Tuesday, June 24, 2014

SABC3 goes Windows Vista with its TV schedule - TV critics and media workers perplexed, frustrated with SABC3 obsolete 'upgrade'.


Kid you not: SABC3 is suddenly going Windows Vista with its TV schedule - to the huge frustration of TV critics and media workers who have to use it and work with it and retype it into TV listings and take information from it.

It comes just a day after the SABC told journalists, TV critics and advertisers that the broadcaster wants to be open, helpful, transparent and help stakeholders to engage with the SABC better.

Well.

Changing and using Windows XPS, Microsoft's alternative to PDF which was introduced with the hated Windows Vista which is now obsolete, and which never gained any traction, is not going to further and help.

TV critics (myself included) and others are suddenly waking up to the fact of the impossibility and frustration of having to work with a suddenly changed document format which doesn't even want to open - unless you buy the "new" (yet old) software.

SABC3 basically "demands" that those wanting to use or see the TV channel's schedule, now "upgrade" (to new, yet old) software because the SABC wanted to "upgrade".

That's not how its supposed to work. And not even any prior notice to media houses, journalists and those using the SABC3 schedule.

The irony: The SABC3 schedule in basic Excel as it was done and issued and re-issued with updates worked completely fine. It was accessible, clear, concise yet comprehensive. There was nothing wrong with it.

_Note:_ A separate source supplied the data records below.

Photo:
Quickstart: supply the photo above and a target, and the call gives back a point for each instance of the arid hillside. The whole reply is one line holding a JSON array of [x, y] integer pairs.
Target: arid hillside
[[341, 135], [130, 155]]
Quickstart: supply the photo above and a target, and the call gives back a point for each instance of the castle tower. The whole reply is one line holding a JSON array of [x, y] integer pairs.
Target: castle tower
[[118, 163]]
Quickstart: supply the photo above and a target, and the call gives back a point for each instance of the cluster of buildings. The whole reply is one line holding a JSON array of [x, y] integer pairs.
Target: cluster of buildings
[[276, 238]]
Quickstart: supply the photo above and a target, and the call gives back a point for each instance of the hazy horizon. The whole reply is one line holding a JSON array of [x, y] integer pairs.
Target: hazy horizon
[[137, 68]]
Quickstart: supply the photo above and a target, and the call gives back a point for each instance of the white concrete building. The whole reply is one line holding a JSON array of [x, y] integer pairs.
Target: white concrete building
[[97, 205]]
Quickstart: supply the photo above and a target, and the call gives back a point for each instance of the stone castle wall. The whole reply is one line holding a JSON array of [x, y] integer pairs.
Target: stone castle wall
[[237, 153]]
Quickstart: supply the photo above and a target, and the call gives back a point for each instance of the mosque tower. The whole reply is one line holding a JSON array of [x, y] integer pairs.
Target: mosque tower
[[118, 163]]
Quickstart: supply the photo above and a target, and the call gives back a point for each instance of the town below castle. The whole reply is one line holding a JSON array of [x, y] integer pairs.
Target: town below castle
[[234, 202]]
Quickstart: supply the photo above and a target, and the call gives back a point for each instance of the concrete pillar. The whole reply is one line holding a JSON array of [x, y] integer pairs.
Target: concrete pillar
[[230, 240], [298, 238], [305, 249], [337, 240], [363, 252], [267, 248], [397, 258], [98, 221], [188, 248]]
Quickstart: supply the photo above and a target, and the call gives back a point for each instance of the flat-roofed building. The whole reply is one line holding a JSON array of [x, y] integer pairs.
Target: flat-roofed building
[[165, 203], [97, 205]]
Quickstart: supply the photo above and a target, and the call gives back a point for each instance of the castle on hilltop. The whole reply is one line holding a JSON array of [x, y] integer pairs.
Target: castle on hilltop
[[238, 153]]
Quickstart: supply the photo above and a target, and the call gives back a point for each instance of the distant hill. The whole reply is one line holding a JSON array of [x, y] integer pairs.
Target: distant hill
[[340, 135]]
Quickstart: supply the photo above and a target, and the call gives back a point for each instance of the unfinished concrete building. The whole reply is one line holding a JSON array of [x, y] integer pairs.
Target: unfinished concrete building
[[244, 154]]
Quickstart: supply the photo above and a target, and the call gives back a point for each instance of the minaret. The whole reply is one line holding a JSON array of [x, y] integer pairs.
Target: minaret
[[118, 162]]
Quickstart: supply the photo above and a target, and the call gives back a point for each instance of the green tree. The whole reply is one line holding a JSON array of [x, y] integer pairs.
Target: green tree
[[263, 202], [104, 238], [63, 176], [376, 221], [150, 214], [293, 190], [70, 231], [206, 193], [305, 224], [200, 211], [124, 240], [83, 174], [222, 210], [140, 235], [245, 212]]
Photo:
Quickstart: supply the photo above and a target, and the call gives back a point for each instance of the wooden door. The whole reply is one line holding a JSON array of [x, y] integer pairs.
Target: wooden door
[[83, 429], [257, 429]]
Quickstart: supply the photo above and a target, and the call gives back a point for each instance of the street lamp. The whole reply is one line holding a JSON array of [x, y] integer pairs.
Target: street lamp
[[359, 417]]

Now something that was working fine and great is being broken. Something that didn't need fixing, nor an "upgrade".

Not one - not a single one - of the hundreds of TV channels available in South Africa, neither any of MultiChoice's DStv channels, On Digital Media's StarSat, OpenView HD, SABC1 or SABC2 or any of the free-to-air e.tv channels, or community TV channels sends a schedule in XPS or has ever sent a schedule as an XPS document.

Ever.

"The average person should stay away from XPS files," tech experts warn.

"It's unclear why you'd actually want to create an XPS file instead of a PDF file," says HowtoGeek.

Can someone please tell SABC3?

Can somebody please do something and end this madness being inflicted before it grows.

Progress and improvement are always welcomed, but don't burden those who have to type up TV schedules for magazines and newspapers and publications on a daily, weekly and monthly basis (which is already hidden, late-night, somewhat soul-deadening work) with even more cumbersome, difficult and sincerely impossible insanity.